BAVC Preservation Collaborates with ENTRE in the Rio Grande Valley

Published On: June 4, 2024 |

Last month, Tim Lake, Co-Director of BAVC Preservation, had the privilege of being invited by ENTRE to teach a two-day, in-person version of HOT-AV. Read Tim’s first-hand account of his experience visiting the organization below:

ENTRE, founded in 2021 by artists and filmmakers C. Diaz and Andres Sanchez, is a community film center and regional archive dedicated to providing access, knowledge, and skills in filmmaking and archival practices. Its mission aligns closely with that of BAVC Media: to inspire social change through diverse voices and talents.

BAVC Preservation is nationally recognized for the highest quality of video preservation and access. Though the preservation department got its start (30 years ago!) as a Bay Area digitization lab, our legacy has grown to offer services, support, and skill sharing all over the United States. A key to that expansion has been our Hands-On Training With Analog Video (HOT-AV) initiative.

Thanks to crucial grant funding from the National Endowment for the Humanities, BAVC Preservation has developed, produced, and delivered a portable, tangible curriculum that introduces communities across the country to video basics. Composed of instructional video lessons and a robust toolkit of video hardware, participants in HOT-AV can learn complex video signal monitoring and calibration at their own pace, in their own backyard. Initially offered as a fully-asynchronous web-based training course, HOT-AV has evolved to collaborate in-person with a number of host sites, including Queens College in Flushing, New York, and ENTRE Film Center in the Rio Grande Valley, Texas.

As part of Preservation Week in early May, I was invited by ENTRE to instruct a two-day, in-person version of HOT-AV. Founded in 2021 by artists and filmmakers C. Diaz and Andres Sanchez, ENTRE is a community film center and regional archive whose mission encompasses much of what BAVC Media stands for: to provide access, knowledge, and skills in filmmaking and archival practices, and to inspire social change through diverse voices and talents.
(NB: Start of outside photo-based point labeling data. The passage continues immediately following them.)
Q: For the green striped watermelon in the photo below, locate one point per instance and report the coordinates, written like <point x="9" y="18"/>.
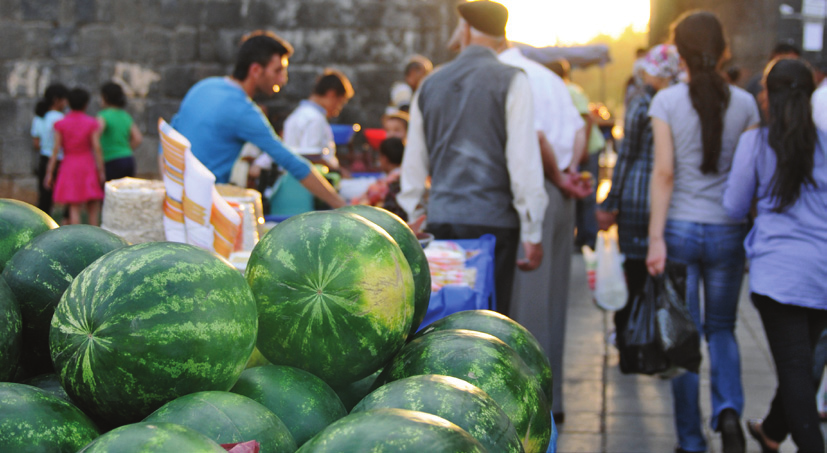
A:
<point x="50" y="384"/>
<point x="19" y="224"/>
<point x="305" y="403"/>
<point x="486" y="362"/>
<point x="11" y="332"/>
<point x="405" y="237"/>
<point x="34" y="421"/>
<point x="393" y="431"/>
<point x="256" y="359"/>
<point x="227" y="418"/>
<point x="153" y="438"/>
<point x="354" y="392"/>
<point x="507" y="330"/>
<point x="40" y="272"/>
<point x="148" y="323"/>
<point x="334" y="295"/>
<point x="454" y="400"/>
Its location in the Rio Grande Valley of South Texas is intrinsically tied to its lifeforce – the narrative that belongs to the communities along the US/Mexico border is subject to a constant and historical raft of sociopolitical, economic, and environmental upheavals that threaten the identity of those that have carved it. ENTRE provides a conduit for the people of the RGV to define their regional history and to shape its future.

BAVC Media has the benefit of decades of community goodwill, nurtured by the ebb and flow of the financial, political, and artistic influence of the Bay Area. We’re able to gain perspective from the efforts of radical archivists like those at ENTRE, whose resilience has protected cultural erasure under a complex network of challenging circumstances. I was particularly struck by the story of Boca Chica Beach, la playa de la gente, a people’s beach where the Rio Grande River meets the Gulf of Mexico.

A sacred place for generations of families, and the home of the indigenous Carrizo/Comecrudo Tribe of Texas, Boca Chica Beach has recently been jeopardized by the development of SpaceX. A state bill allows SpaceX to close access to the beach at any time, as they test rocket engines at their nearby facility. Boca Chica, Corazón Grande, a community archive project headed by Monica Sosa at ENTRE, honors the true nature of Boca Chica Beach through a variety of historical media. Photographs, home movies, and oral histories are woven together to create an archive that is at once comfortingly nostalgic and proactively forward-thinking.

I was no less inspired by the participants in the two-day HOT-AV workshop, taking place at the Museum of South Texas History (MOSTH). Bringing together library/museum professionals, archival students and practitioners, and history hobbyists, we engaged in lively dialogue bridging technology and culture. We learned about the essential elements of video equipment and signal processing, highlighting the most crucial components for do-it-yourself preservation. We discussed practical applications of identifying formats and treating video errors. I in turn picked up a lot of lessons on grassroots organizing, and it quickly became clear how this community in South Texas will make the most of the resources available to them.

Their story, like all stories across the country, is incredibly unique. At the end of my visit, I was asked by Andres, casually but pointedly: when did you first realize that you weren’t the main character, that your actions are directly or indirectly in concert with everything around you? I’ll leave all of us to answer that for ourselves, but the folks at ENTRE and within the RGV community seemed to have realized this from a very young age.